Former Town Hall, Port Glasgow
©2018 Gazetteer for Scotland

Former Town Hall, Port Glasgow

A seaport on the south side of the Firth of Clyde, Port Glasgow lies 20 miles (32 km) northwest of Glasgow. The second largest town in the Inverclyde Council Area, Port Glasgow is very much shaped by the topography of the steep slopes on which it lies and the Victorian tenement blocks stepping up-hill is a remarkable site.

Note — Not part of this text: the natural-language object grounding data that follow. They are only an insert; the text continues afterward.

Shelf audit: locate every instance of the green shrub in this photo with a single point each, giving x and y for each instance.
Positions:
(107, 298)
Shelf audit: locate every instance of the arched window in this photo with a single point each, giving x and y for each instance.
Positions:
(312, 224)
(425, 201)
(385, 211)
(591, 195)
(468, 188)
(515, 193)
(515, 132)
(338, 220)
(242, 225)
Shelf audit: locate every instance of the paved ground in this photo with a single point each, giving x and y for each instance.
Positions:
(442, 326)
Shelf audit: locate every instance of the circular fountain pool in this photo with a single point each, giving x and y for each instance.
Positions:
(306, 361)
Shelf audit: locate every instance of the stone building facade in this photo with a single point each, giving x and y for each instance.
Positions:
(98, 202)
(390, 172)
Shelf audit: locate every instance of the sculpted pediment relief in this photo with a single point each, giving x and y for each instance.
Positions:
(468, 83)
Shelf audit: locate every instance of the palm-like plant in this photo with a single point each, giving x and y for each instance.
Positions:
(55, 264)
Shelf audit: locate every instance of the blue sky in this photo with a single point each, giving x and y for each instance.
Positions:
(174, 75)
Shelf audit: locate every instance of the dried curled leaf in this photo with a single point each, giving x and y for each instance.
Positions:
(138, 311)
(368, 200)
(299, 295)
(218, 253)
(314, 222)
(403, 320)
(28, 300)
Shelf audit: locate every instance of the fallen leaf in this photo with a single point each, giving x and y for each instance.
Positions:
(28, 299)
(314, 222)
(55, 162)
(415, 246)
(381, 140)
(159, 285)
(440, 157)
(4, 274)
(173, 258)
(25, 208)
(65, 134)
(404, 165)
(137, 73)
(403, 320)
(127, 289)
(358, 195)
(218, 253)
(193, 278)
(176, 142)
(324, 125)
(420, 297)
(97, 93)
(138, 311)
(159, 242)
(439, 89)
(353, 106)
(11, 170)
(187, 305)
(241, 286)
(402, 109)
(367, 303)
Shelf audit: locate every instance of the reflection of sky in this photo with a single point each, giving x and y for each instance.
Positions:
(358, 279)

Originally known as Newark, following the purchase of Newark Bay as a harbour by the City of Glasgow in 1668, Port Glasgow was created as a parish in 1695 and the town was made a burgh of barony in 1775. Large ships which could not go up the then shallow Clyde stopped here, trading cargoes of cotton, hemp, iron, timber and tobacco. As the Clyde was deepened the port focused on shipbuilding. The first commercially successful steamship, The Comet was built here in 1812 to the designs of Henry Bell (1767 - 1830) and a replica was installed in the town centre in the 1970s. Perhaps the most famous yard was developed by William Lithgow (1854 - 1908), specialising in cargo ships. The English artist Sir Stanley Spencer (1891 - 1959) spent most of the Second World War observing work in the yard and produced a notable series of paintings known as Shipbuilding on the Clyde. In 2014, a steel-plate memorial to Spencer was unveiled on the site of Lithgow's yard which is now a car park for a DIY store. Today there is only one active shipyard, Fergusons, which specialises in North Sea oil-related vessels and car ferries.

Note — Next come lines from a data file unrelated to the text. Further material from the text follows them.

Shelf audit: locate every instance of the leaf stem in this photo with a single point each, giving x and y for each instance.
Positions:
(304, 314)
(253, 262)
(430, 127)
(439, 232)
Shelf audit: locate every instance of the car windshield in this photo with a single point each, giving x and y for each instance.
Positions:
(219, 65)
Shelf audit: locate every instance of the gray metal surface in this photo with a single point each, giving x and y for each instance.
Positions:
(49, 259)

The town has been subject to successive programmes of urban renewal, which have cleared away former shipyards and other industrial buildings to be replaced by Coronation Park, the dual-carriageway A8 road which now dominates the lower section of the town and the Gallagher Shopping Park. The A-listed Gourock Ropeworks was converted into luxury flats in 2006.

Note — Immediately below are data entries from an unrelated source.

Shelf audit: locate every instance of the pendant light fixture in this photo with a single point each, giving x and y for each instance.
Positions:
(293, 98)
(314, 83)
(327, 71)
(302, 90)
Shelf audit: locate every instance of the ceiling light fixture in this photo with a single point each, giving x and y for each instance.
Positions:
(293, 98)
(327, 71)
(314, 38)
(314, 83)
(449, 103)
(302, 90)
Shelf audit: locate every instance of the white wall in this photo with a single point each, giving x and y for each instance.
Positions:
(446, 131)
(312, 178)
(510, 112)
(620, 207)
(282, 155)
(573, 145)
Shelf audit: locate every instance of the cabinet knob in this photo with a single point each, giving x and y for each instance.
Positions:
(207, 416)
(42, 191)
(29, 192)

Notable features include Newark Castle (15th century, on the banks of the Clyde and home to the Maxwell family from the 16th century) and the grand Town Buildings, the symbol of a more affluent past, built in 1815 by David Hamilton (1768 - 1843). Parklea is an area of parkland located to the east of the town and managed by the National Trust for Scotland. Finlaystone House and Garden, also to the east of the town, extends to 4 ha (10 acres) and features woodland walks and play areas, all open to the public. Port Glasgow also benefits from an 18 hole golf course, two libraries and three railway stations; Port Glasgow, Woodhall and Bogston. Outlying districts include Bardrainney, Boglestone, Broadfield, Devol, Kelburn, Lilybank, Mid Auchinleck, Park Farm, Parkhill, Whitecroft and Woodhall.